When asked when the third report would be submitted to the President and be made public, the source said Buhari had directed the panel to change tactics.
“The President has directed that we explore the option of prosecuting indicted persons immediately instead of first publicising their names, thereby giving some of them the leeway to escape justice,” he explained.
The source added that as of last week, efforts were ongoing by the committee to discuss the prosecution of the freshly indicted persons with the Attorney General of the Federation, Abubakar Malami (SAN).
He added that efforts were ongoing to make public some achievements of the panel, especially in the recovery of funds, ahead of a summit on anti-corruption that Buhari would attend alongside other world leaders in the United Kingdom next week.
In announcing the establishment of the committee last year, the Presidency had given its mandate to include identifying irregularities and making recommendations for streamlining the procurement process in the Armed Forces.
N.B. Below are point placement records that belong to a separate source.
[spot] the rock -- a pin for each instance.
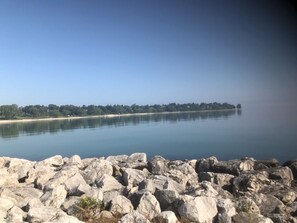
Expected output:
(246, 204)
(163, 182)
(119, 160)
(137, 161)
(21, 167)
(108, 183)
(251, 182)
(149, 206)
(293, 168)
(148, 185)
(266, 163)
(42, 214)
(15, 215)
(96, 193)
(33, 203)
(69, 205)
(205, 165)
(20, 196)
(166, 198)
(40, 176)
(97, 169)
(55, 161)
(106, 216)
(7, 179)
(64, 218)
(134, 217)
(120, 206)
(60, 177)
(267, 203)
(226, 209)
(133, 177)
(200, 209)
(244, 217)
(108, 196)
(283, 174)
(55, 197)
(76, 185)
(182, 173)
(76, 161)
(166, 217)
(157, 165)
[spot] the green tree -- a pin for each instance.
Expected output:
(9, 111)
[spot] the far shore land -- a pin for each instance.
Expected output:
(10, 121)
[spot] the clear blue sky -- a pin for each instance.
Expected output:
(147, 52)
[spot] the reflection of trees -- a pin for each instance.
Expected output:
(14, 130)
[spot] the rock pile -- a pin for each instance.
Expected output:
(135, 190)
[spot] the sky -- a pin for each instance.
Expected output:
(147, 52)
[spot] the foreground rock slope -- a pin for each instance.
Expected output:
(133, 189)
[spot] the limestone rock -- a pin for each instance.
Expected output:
(54, 197)
(108, 183)
(120, 206)
(134, 217)
(42, 214)
(133, 176)
(226, 209)
(200, 209)
(97, 169)
(166, 217)
(149, 206)
(244, 217)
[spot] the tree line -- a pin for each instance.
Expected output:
(41, 111)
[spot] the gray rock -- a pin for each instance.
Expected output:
(200, 209)
(55, 197)
(133, 176)
(42, 214)
(165, 217)
(149, 206)
(69, 205)
(60, 177)
(246, 204)
(40, 175)
(20, 196)
(76, 185)
(137, 161)
(166, 198)
(120, 206)
(148, 185)
(157, 165)
(97, 169)
(8, 179)
(15, 215)
(21, 167)
(55, 161)
(283, 174)
(251, 182)
(267, 203)
(108, 196)
(134, 217)
(64, 218)
(244, 217)
(226, 209)
(108, 183)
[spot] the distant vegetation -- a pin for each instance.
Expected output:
(41, 111)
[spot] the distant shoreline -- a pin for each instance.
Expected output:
(11, 121)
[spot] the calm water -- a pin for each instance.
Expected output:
(259, 133)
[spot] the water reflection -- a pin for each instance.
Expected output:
(34, 128)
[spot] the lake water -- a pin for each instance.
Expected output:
(259, 133)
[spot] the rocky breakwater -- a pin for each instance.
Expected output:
(130, 189)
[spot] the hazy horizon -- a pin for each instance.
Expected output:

Following the submission of the panel’s second interim report, Buhari had, on January 15, directed the EFCC to carry out further investigation into the alleged misconduct established against some retired and serving officers of the Nigerian Air Force and Nigerian Army.
Meanwhile, in a continuation of the probe into how the Peoples Democratic Party allegedly bribed some officials of the Independent National Electoral Commission before the 2015 presidential election, the EFCC has arrested an oil tycoon, Mr. Laitan Adesanya, for his alleged role in the $115m (N23bn) bribe funds.
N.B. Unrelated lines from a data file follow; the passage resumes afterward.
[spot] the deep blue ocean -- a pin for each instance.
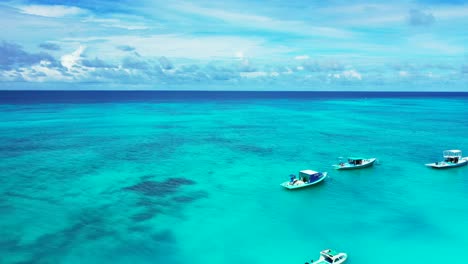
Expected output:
(194, 177)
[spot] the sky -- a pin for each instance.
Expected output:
(418, 45)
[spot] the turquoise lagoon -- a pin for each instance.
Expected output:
(163, 177)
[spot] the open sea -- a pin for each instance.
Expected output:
(194, 177)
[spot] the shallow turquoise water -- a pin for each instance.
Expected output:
(198, 181)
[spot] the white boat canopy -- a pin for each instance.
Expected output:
(452, 153)
(308, 172)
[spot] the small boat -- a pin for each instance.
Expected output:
(329, 256)
(355, 163)
(306, 178)
(452, 158)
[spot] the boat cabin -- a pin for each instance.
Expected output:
(452, 156)
(309, 175)
(332, 257)
(355, 160)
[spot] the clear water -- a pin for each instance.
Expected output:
(173, 179)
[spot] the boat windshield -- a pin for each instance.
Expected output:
(327, 259)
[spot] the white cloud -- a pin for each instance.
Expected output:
(51, 10)
(347, 74)
(301, 57)
(264, 22)
(73, 59)
(119, 23)
(352, 74)
(181, 46)
(403, 73)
It was learnt on Sunday that Adesanya, who is the Chief Executive Officer of Lenoil Nigeria Limited, was arrested by the EFCC in Lagos on Friday.
The anti-graft agency had, last week, arrested the Managing Director of Fidelity Bank Plc, Mr. Mr. Nnamdi Okonkwo and the bank’s Head of Operations, Mr. Martin Izuogbe.
Adesanya was alleged to have handed $1.85m to the bank based on the instruction of a former Minister of Petroleum Resources, Diezani Alison-Madueke.
Other companies, which allegedly handed over money to the bank MD, included Northern Belt Gas Company Limited ($60m); Auctus Integrated ($17.8m); and Midwestern Oil and Gas ($9.5m).
Diezani was also alleged to have given the bank MD $26m in cash which was ultimately disbursed to officials of the Independent National Electoral Commission ahead of the 2015 presidential election as bribes.
A reliable source at the EFCC said Adesanya was in the custody of the commission in Lagos and was being grilled as of Friday.
He said, “We are asking him about the $1.85m he dropped and what purpose it was supposed to serve.”
According to the United Kingdom Financial Times, Adesanya is an international oil businessman, who has been in the business for decades.
The newspaper states that Adesanya made huge profits during the military administrations of the 1980s and 1990s.
Also, sources within the EFCC have denied claims by Fidelity Bank Plc that it reported all its financial dealings to the appropriate authorities
The bank had, in a statement last week, stated that “transactions were duly reported as required by the regulators and the bank is cooperating fully with the authorities on the investigation.”
However, the source said the $26m, which the MD allegedly collected directly from Diezani, was neither reported to the Central Bank of Nigeria nor the Nigerian Financial Intelligence Unit, which is domiciled in the EFCC.
The source added, “The $26m cash that was collected from Diezani was not deposited into any account. So, how could they say they reported it? They didn’t report anything because the money was given to the bank for safekeeping and there was no intention for it to be used to open an account.
“If it was put in the system, then, there must be records. Who brought the money? They don’t know. They were supposed to have reported the transaction to the CBN and NFIU, which is domiciled in the EFCC but there is no such report.
“The money was meant for distribution to INEC officials. When the bank MD was collecting $26m cash from a serving minister, why didn’t he ask her where she got the money from?”